Because of the size of its analytical side—more than two thousand analysts—the CIA tends to have more specialists who become immersed in their subjects.
“Steeped in the minutiae of their field, in this instance the daily flow of events in a country, they frequently mistake backpage filler items for front-page banner-headline stories,” according to Smith. “Moreover, they have a persistent tendency to believe that their sometimes arcane thought processes will be transparent to their readers.”104
In contrast to President Reagan, President Bush read CIA reports avidly. In part, that has contributed to a sharpening of the CIA’s writing style.
“One of the things that has changed for the better over the last several years is they write it more to the point,” said Robert Gates when he was still deputy assistant to the president for national security under Bush. “The president reads the estimates and rereads them, which is a change from the past.”105
Still, Army General H. Norman Schwarzkopf complained to Congress after the Persian Gulf War that while intelligence during the war was excellent, the analyses on the Iraqi military had been “caveated, footnoted, and watered down” to the point that they became useless.106 He thus appeared to distinguish between the hard facts provided by intelligence and the analyses that sought to draw conclusions from the facts and predict the future. Schwarzkopf did not specify whether he was referring to CIA or military analysis.

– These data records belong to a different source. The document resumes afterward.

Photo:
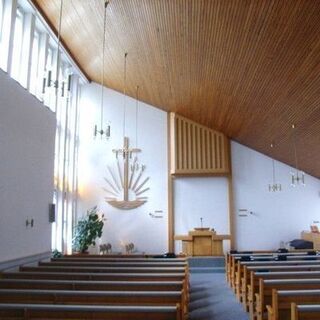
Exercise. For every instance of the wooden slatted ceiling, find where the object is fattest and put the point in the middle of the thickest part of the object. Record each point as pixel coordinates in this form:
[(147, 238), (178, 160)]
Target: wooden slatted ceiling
[(247, 68)]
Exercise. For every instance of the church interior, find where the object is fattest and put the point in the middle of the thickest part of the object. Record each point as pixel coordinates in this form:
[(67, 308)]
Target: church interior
[(159, 159)]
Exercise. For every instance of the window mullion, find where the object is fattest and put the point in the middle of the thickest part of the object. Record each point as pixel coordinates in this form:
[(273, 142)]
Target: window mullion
[(44, 43), (9, 19), (28, 34)]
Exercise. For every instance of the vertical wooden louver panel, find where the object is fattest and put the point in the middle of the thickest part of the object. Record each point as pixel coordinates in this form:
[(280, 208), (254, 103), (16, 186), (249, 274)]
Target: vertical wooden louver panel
[(196, 149)]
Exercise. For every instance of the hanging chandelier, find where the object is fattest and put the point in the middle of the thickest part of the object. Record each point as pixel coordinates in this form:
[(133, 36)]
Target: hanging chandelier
[(274, 187), (107, 130), (297, 176)]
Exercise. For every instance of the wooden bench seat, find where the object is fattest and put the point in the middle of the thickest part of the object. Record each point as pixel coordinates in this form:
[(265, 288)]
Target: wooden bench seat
[(253, 286), (103, 269), (232, 258), (242, 286), (240, 272), (92, 285), (264, 296), (280, 308), (95, 276), (305, 312), (68, 312), (112, 264), (117, 259), (92, 297)]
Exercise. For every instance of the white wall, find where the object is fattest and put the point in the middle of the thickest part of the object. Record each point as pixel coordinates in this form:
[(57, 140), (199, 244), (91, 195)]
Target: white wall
[(124, 226), (196, 197), (275, 217), (27, 130)]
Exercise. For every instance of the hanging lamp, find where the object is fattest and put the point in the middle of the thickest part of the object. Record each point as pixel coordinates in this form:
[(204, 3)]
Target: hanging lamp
[(274, 187), (297, 176), (101, 131)]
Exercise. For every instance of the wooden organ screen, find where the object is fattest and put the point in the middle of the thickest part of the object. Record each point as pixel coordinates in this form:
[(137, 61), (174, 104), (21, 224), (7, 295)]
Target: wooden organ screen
[(196, 149)]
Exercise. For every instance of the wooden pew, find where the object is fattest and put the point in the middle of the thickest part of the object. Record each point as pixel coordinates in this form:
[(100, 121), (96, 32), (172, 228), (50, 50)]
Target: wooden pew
[(243, 274), (264, 257), (280, 308), (95, 276), (108, 258), (43, 311), (253, 286), (305, 312), (122, 256), (264, 296), (232, 258), (112, 264), (103, 269), (92, 285), (92, 297)]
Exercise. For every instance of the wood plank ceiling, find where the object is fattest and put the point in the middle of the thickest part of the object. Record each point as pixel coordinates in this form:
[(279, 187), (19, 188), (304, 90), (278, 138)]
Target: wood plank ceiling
[(248, 68)]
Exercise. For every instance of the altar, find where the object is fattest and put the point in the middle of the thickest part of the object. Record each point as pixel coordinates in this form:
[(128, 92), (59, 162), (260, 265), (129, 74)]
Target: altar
[(202, 242)]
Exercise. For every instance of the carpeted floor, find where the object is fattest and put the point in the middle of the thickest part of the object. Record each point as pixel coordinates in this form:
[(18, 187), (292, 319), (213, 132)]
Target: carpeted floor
[(212, 299)]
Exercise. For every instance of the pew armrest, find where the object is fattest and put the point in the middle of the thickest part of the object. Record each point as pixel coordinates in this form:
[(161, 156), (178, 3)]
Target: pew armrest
[(270, 312)]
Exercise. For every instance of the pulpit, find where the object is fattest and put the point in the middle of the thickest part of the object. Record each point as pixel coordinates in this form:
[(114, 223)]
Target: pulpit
[(202, 242)]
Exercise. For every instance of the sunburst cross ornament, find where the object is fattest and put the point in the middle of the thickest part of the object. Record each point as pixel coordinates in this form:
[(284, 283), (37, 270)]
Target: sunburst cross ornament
[(124, 188)]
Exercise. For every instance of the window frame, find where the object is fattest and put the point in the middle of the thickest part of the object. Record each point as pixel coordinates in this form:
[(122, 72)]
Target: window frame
[(19, 13)]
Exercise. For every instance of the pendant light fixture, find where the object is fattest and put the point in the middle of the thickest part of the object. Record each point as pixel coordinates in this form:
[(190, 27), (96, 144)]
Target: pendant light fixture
[(135, 165), (101, 131), (124, 93), (47, 81), (297, 176), (274, 187)]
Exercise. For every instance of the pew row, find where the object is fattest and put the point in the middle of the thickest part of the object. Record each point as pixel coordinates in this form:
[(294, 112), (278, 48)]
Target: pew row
[(305, 312), (112, 264), (68, 312), (253, 286), (92, 285), (241, 271), (94, 258), (231, 259), (242, 286), (103, 269), (280, 308), (95, 276), (264, 296), (92, 297)]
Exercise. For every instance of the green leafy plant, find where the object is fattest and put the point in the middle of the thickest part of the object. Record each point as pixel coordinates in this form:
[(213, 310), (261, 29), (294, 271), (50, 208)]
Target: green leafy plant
[(87, 230)]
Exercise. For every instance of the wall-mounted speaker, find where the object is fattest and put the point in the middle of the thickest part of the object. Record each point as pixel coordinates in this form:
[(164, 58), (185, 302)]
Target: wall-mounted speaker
[(52, 212)]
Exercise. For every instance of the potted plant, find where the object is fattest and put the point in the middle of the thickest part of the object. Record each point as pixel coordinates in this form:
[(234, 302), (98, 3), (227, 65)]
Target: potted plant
[(87, 230)]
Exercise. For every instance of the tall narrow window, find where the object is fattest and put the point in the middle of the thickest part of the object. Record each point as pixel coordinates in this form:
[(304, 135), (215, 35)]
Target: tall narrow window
[(1, 19), (34, 64), (17, 46)]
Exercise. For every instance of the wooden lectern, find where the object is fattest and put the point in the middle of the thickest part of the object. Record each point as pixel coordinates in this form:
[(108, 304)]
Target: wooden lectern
[(202, 242)]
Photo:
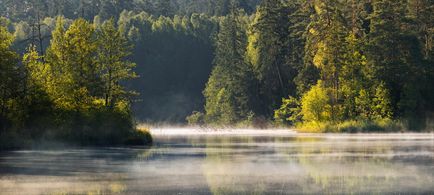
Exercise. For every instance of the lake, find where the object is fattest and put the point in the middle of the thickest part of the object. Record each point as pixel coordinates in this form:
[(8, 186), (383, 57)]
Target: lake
[(204, 161)]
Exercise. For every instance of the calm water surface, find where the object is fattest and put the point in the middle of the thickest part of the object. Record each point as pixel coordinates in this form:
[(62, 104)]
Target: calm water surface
[(188, 161)]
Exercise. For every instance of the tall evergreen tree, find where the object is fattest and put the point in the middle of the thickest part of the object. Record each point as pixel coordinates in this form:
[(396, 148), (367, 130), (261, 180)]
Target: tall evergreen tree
[(113, 49), (228, 91), (267, 50)]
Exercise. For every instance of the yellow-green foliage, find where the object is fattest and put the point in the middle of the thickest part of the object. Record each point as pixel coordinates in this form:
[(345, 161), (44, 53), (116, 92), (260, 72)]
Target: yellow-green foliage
[(352, 126), (315, 105)]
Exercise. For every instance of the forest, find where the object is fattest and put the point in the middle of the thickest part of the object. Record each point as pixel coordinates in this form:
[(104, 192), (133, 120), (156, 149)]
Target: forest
[(88, 71)]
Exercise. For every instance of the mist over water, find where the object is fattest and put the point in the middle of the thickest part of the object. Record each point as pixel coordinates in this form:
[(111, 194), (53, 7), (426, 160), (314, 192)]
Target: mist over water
[(205, 161)]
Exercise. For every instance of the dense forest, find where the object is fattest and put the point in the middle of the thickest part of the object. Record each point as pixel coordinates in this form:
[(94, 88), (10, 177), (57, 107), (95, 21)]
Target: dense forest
[(87, 68)]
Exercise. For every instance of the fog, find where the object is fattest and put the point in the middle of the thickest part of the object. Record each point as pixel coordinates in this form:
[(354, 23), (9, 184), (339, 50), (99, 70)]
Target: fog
[(245, 161)]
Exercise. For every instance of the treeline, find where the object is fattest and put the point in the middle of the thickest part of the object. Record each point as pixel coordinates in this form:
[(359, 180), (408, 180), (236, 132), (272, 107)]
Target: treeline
[(353, 65), (73, 93), (173, 55), (18, 10)]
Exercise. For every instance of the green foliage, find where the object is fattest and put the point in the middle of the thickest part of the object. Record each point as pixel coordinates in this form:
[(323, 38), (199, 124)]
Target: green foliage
[(196, 118), (267, 51), (289, 112), (315, 104), (64, 95), (228, 92)]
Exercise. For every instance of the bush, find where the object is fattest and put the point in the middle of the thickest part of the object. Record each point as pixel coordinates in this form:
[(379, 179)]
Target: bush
[(196, 118)]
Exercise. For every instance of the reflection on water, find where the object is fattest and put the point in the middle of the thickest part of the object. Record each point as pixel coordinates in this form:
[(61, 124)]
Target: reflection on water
[(230, 163)]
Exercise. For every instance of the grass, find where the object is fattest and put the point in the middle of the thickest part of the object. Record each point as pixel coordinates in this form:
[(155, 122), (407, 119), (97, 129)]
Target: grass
[(353, 126)]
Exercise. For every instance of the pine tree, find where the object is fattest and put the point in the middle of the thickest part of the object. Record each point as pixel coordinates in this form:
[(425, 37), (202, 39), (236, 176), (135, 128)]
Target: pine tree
[(267, 50), (228, 91), (113, 49)]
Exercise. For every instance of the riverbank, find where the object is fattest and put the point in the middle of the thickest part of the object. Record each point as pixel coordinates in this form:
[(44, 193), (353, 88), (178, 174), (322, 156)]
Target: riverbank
[(13, 141)]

William Webster encountered the same problem when confronting the question of whether economic sanctions would drive Saddam Hussein out of Kuwait. According to an aide, he had to beat the analysts into being more precise about the effect of the sanctions. The analysts were being too vague One said sanctions would cause “belt tightening.” What did that mean? Webster wanted specifics on when they would work. In six months? In a year? he wanted to know. If an estimate covers all bases, it will always be right—but also close to useless. Webster finally got what he wanted, a statement that the sanctions would take at least a year to have any chance of working.